Vitenskapelig artikkel
Environmental DNA
Eksterne nettsted
Jes Jessen Rasmussen
Mads Reinholdt Jensen, Eva Egelyng Sigsgaard, Sune Agersnap, Jes Jessen Rasmussen, Annette Baattrup-Pedersen, Peter Wiberg-Larsen, Philip Francis Thomsen


Macroinvertebrate communities are crucial for biodiversity monitoring and assessment of ecological status in stream ecosystems. However, traditional monitoring approaches require intensive sampling and rely on invasive morphological identifications that are time-consuming and dependent on taxonomic expertise. Importantly, sampling is often only carried out once in a year, namely during late winter–spring, where most indicator taxa have larval stages in the streams. Hence, species with divergent phenology might not be detected. Here, we use environmental DNA (eDNA) metabarcoding of filtered water samples collected in both spring and autumn from five streams in Denmark to address seasonal turnover in community composition of stream macroinvertebrates. We find that eDNA read data from the same stream sampling site clearly show different communities in spring and autumn, respectively. For three of the five streams, season even appears to be a more important factor than sampling site for explaining the variation in community composition.
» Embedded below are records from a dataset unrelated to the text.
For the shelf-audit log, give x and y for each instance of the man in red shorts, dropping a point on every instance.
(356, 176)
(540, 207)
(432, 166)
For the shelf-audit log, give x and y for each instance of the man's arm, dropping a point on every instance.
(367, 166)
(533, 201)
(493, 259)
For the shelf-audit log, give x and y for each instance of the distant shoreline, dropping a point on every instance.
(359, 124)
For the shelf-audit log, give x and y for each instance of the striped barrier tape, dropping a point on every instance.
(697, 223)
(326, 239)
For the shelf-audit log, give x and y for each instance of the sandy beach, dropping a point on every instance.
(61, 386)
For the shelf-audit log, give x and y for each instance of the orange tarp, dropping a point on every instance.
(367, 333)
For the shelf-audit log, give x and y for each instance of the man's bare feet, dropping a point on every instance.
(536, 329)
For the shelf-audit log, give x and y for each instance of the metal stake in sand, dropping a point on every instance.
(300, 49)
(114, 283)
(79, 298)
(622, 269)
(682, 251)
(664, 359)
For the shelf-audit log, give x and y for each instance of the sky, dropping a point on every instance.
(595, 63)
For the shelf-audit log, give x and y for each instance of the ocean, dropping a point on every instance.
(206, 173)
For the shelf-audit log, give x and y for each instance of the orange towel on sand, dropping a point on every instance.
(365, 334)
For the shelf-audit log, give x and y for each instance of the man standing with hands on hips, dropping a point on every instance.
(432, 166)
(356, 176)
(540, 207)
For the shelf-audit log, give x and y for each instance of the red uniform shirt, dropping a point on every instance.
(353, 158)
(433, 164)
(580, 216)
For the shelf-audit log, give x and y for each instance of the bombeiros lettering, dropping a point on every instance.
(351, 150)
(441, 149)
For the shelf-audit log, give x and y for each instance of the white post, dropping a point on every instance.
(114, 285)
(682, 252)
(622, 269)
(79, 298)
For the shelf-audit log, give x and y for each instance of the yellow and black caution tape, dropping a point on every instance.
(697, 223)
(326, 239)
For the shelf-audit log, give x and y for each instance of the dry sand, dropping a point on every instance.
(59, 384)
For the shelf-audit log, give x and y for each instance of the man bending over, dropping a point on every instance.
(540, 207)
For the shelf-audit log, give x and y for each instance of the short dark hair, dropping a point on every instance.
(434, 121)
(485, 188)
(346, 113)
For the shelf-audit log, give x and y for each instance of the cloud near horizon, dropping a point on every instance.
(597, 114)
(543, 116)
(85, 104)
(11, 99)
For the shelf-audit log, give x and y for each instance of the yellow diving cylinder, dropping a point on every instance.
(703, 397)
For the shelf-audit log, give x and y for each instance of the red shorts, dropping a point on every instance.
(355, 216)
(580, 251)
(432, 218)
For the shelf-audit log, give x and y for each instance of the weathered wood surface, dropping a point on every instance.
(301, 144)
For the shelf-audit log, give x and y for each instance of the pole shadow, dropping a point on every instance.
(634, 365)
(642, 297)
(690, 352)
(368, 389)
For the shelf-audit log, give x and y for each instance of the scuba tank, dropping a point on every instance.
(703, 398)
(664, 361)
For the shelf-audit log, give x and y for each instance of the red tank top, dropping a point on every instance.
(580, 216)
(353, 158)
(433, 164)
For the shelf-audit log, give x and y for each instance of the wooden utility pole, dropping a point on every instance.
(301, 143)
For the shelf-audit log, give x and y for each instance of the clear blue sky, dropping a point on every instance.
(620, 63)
Finally, we compare eDNA data with a near-decadal dataset of taxon occurrences in the same five streams based on kick sampling conducted through a national monitoring program. This comparison reveals an overlap in species composition, but also that the two approaches provide complementary rather than identical insights into community composition. Our study demonstrates that aquatic eDNA metabarcoding is useful for species detection across highly diverse taxa and for identifying seasonal patterns in community composition of freshwater macroinvertebrates. Thus, our results have important implications for both fundamental research in aquatic ecology and for applied biomonitoring.